I want to be a writer. I’ve always wanted to be a writer. So let’s write. Casual. Small. No pressure sort of writing. Free writes. Story snippets. Totally random stuff that has nothing to do with anything.
Then one day, I’ll pick my bigger projects back up and start self-publishing novels again.
You ready?
I’m not sure if I am.
But I can’t spend my life always waiting for the next crisis to hit. I want to take charge and make my dreams come true.
You know perfectly well the bravado with which they present themselves to the world — it was the first thing that you saw about them, and probably what drew you to them in the first place. But as time passed by, you began to sense that fragility inside of them. The bragging and exaggerations began to seem more and more like a coping mechanism, to hide how easily they could break inside. There was so much about ordinary life that they couldn’t handle.
And you never wanted to break anyone.
So you helped to maintain their public image. After all, most people were complete strangers that you were likely to never see again, so it would be mean-spirited to demean someone you cared about over an exaggeration. You picked up the slack at home, taking on all the chores and obligations, while they seemed to spend so much time socializing and engaging in leisurely activities. Sometimes you resented them, but their fragility kept you from acting on it; you were the stronger one.
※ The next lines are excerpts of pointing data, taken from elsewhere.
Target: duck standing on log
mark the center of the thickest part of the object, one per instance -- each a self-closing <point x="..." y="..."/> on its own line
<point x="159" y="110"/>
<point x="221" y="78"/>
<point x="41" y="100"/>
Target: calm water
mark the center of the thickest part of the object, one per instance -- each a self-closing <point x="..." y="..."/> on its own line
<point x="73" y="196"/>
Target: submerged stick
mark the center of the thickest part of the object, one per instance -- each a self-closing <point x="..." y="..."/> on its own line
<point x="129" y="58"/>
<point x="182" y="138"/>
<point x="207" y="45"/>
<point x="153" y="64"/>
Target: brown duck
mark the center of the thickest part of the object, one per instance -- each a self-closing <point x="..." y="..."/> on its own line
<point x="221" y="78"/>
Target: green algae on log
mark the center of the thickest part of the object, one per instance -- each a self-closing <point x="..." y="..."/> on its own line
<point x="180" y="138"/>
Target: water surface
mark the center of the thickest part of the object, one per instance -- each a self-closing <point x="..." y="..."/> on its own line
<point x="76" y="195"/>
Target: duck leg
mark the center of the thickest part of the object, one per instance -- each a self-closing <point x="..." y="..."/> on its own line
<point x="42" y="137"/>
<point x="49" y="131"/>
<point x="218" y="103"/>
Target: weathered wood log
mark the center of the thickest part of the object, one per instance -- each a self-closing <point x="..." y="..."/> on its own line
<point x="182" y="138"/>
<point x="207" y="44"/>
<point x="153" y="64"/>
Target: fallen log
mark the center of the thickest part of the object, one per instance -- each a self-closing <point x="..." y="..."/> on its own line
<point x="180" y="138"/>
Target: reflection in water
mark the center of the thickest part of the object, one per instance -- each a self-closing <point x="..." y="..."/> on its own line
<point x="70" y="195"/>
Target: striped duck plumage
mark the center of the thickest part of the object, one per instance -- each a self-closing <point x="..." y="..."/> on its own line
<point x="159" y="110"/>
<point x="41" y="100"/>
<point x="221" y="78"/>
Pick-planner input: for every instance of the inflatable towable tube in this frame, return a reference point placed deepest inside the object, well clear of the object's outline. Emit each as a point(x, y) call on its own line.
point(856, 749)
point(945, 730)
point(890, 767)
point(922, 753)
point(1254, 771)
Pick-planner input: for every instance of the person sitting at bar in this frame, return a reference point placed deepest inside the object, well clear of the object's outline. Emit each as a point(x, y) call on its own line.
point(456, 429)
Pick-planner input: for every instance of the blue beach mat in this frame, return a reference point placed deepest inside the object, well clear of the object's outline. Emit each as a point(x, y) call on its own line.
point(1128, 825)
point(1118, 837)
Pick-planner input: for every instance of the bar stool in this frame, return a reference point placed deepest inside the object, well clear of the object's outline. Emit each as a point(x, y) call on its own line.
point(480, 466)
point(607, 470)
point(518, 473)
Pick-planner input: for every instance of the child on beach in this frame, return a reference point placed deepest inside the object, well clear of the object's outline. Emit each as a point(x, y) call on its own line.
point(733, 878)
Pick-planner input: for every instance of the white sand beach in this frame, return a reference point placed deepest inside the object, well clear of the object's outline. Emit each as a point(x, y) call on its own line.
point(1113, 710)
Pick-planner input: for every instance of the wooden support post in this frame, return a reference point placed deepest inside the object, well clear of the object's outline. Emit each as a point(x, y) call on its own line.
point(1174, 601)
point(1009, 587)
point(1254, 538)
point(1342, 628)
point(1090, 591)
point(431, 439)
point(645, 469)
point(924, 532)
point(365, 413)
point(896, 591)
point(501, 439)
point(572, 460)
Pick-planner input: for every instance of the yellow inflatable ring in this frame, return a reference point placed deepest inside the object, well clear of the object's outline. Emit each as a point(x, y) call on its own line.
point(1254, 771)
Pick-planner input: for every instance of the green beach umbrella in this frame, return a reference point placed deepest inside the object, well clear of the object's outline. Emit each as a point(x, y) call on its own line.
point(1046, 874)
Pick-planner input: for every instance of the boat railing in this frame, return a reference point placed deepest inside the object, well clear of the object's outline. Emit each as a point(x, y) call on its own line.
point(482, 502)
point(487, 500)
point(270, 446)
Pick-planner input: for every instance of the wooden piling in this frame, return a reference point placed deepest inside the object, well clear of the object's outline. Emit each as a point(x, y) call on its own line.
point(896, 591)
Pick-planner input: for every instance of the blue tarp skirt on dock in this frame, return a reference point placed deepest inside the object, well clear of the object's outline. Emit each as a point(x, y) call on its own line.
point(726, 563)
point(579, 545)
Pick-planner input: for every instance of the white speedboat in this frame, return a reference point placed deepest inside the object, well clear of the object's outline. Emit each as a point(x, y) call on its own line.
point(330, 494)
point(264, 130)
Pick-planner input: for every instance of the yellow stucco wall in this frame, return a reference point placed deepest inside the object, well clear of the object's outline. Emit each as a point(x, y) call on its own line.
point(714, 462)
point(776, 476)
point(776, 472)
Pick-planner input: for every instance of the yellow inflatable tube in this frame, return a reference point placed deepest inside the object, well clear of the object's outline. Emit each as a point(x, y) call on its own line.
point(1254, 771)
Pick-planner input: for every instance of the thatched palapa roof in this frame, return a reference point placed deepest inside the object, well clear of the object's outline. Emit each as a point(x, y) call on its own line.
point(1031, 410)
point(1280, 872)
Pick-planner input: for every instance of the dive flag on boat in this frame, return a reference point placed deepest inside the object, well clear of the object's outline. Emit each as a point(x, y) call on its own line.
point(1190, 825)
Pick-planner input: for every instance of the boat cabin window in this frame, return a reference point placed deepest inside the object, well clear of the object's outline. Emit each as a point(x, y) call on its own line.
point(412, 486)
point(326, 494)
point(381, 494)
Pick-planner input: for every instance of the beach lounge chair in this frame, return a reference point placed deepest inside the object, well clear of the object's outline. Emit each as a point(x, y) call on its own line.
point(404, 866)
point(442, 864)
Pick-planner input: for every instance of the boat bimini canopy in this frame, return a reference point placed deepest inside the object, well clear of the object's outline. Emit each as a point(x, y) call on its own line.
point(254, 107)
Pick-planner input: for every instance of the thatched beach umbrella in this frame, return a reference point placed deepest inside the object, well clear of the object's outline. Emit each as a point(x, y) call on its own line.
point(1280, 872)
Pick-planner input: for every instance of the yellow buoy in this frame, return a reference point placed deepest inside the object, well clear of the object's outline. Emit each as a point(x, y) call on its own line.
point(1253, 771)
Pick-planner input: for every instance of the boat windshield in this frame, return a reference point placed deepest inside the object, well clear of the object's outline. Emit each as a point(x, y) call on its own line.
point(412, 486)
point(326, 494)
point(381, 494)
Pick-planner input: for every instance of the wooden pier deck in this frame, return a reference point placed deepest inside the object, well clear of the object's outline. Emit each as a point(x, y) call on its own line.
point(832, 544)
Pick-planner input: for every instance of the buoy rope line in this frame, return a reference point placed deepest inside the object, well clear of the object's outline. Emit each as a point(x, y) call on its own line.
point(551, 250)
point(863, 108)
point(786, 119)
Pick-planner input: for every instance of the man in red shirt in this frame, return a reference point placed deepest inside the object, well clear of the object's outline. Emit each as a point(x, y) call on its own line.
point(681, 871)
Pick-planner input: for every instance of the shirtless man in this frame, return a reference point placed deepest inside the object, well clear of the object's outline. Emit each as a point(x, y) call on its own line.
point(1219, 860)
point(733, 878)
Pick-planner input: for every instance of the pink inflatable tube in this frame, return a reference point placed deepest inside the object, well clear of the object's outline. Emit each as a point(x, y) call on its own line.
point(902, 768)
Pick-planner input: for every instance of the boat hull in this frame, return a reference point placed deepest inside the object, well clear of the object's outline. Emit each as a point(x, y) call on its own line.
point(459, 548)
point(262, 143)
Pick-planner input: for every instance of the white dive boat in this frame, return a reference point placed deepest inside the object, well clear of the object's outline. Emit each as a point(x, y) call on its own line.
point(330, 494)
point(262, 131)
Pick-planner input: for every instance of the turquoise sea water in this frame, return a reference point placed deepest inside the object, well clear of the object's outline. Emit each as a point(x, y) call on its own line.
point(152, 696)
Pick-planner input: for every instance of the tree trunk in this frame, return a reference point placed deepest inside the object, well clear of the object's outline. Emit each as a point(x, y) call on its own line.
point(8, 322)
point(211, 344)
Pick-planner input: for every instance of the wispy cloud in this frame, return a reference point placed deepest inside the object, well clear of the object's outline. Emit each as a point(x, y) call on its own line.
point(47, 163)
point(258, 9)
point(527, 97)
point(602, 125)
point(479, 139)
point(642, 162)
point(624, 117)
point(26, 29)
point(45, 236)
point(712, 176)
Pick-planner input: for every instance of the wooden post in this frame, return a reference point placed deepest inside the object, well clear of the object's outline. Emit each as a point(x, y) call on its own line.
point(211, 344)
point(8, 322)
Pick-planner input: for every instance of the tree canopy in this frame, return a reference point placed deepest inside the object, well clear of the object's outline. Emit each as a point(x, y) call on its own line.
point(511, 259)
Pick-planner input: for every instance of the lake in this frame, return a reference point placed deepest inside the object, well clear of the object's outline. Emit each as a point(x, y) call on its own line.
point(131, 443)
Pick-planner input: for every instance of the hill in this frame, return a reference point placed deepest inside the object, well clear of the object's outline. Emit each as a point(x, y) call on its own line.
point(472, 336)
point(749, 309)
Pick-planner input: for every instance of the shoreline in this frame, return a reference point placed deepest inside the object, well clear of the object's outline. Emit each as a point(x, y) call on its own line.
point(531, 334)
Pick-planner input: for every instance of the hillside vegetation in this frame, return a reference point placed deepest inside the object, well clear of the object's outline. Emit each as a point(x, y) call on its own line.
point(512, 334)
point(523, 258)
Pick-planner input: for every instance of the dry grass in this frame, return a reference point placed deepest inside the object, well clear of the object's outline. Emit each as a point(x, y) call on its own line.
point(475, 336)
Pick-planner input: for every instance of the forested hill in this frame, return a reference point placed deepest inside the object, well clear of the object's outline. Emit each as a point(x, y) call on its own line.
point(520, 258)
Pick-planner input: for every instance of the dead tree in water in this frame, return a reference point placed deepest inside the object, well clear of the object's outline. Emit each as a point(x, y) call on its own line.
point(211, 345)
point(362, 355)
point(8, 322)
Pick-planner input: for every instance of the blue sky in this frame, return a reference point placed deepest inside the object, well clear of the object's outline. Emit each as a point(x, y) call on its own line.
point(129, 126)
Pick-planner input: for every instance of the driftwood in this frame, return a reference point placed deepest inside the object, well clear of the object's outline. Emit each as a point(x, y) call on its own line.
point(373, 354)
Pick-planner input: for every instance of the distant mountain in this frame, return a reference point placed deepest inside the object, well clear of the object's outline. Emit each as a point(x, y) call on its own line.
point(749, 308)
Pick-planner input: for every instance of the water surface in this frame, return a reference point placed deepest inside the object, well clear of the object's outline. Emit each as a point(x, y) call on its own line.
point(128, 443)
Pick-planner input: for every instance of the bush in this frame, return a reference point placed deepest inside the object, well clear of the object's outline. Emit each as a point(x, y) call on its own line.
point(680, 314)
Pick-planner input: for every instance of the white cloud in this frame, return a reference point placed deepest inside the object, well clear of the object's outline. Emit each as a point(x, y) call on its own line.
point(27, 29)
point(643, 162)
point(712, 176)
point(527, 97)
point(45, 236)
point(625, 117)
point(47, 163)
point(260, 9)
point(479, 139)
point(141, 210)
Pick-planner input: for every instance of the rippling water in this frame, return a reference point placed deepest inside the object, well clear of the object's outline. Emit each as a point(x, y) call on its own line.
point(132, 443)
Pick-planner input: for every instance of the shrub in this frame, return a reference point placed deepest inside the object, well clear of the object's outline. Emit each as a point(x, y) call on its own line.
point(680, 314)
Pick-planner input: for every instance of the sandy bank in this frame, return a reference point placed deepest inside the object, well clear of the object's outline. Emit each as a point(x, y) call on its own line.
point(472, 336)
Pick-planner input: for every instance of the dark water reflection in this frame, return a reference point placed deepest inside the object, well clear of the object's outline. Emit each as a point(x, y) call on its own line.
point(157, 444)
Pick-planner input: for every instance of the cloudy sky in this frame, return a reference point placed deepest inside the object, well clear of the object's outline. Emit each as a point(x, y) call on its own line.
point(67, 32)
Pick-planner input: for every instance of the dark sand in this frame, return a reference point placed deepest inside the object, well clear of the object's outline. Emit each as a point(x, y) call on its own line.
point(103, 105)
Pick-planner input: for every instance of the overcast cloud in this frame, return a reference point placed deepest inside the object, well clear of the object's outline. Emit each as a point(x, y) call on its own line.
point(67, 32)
You can’t lash out at someone who’s so weak and vulnerable.
So you endure.
And the more you know them, the more childish they seem. Instead of equal partners, you’re the parent, constantly cleaning their messes and boosting their self-esteem. They even cry out, “Look at me!” and you reply, “Wow, good job!” Only you don’t feel it inside, because you know that they aren’t a child. They aren’t growing, and they won’t ever become anything more than what they are. They don’t take your words of encouragement as motivation to improve — they insist that they’ve reached perfection already. You tell them “good job” because it would break them if you didn’t.
You aren’t a mean person.
They never look at you. They never tell you “good job.” You work hard, you miss sleep, you devote every moment to trying to build them up, and they never seem to notice. On the other hand, they have huge reactions for every moment when you slip — and they extract every last ounce out of you without any forgiveness or leniency. You feel ignored and scrutinized at the same time. You have to be everything in your loneliness, and sometimes you wish that you were a literal robot free from your own emotions. It would be easier if you didn’t feel so much.
But you can’t leave, because they’re so fragile. You imagine them sitting in garbage and mold, wasting away without someone there to care for them. Who else would put up with this person once they learn the truth about them? You aren’t heartless.
You feel like a bad person for thinking that way.
Until the day when they tell you that they’re bored of you. They tell you that you held them back and wasted their life. They tell you that you abused them by being a separate person from them — but inside you know how much of yourself you lost to them. You know how much you sacrificed in trying to protect them from their own fragility.
It hurts. Deeply.
You then learn how many manipulative games they had been playing to keep you off balance. That time when it took them months to make you a copy of the house key, claiming that they kept forgetting because they were busy? Or when they went through that phase of talking in a quiet voice that was difficult to hear, only to insist that they were speaking normally? You begin to wonder if they were secretly hiding dishes then returning them to the drawers and cupboards, just to make you feel like you were losing it when you could never find what you needed. Maybe there was more truth to those paranoid moments of doubt than you realized at the time.
They’ve thrown you away, and you’re left wondering who you really are. You don’t know what’s real anymore, and you’re scared to think anything good about yourself. You feel drained and damaged. You don’t know what you want out of the future.
You learn that it’s called “narcissistic abuse,” and that there are a lot of other people out there who have gone through the same thing. For the first time in a long time, you no longer feel alone.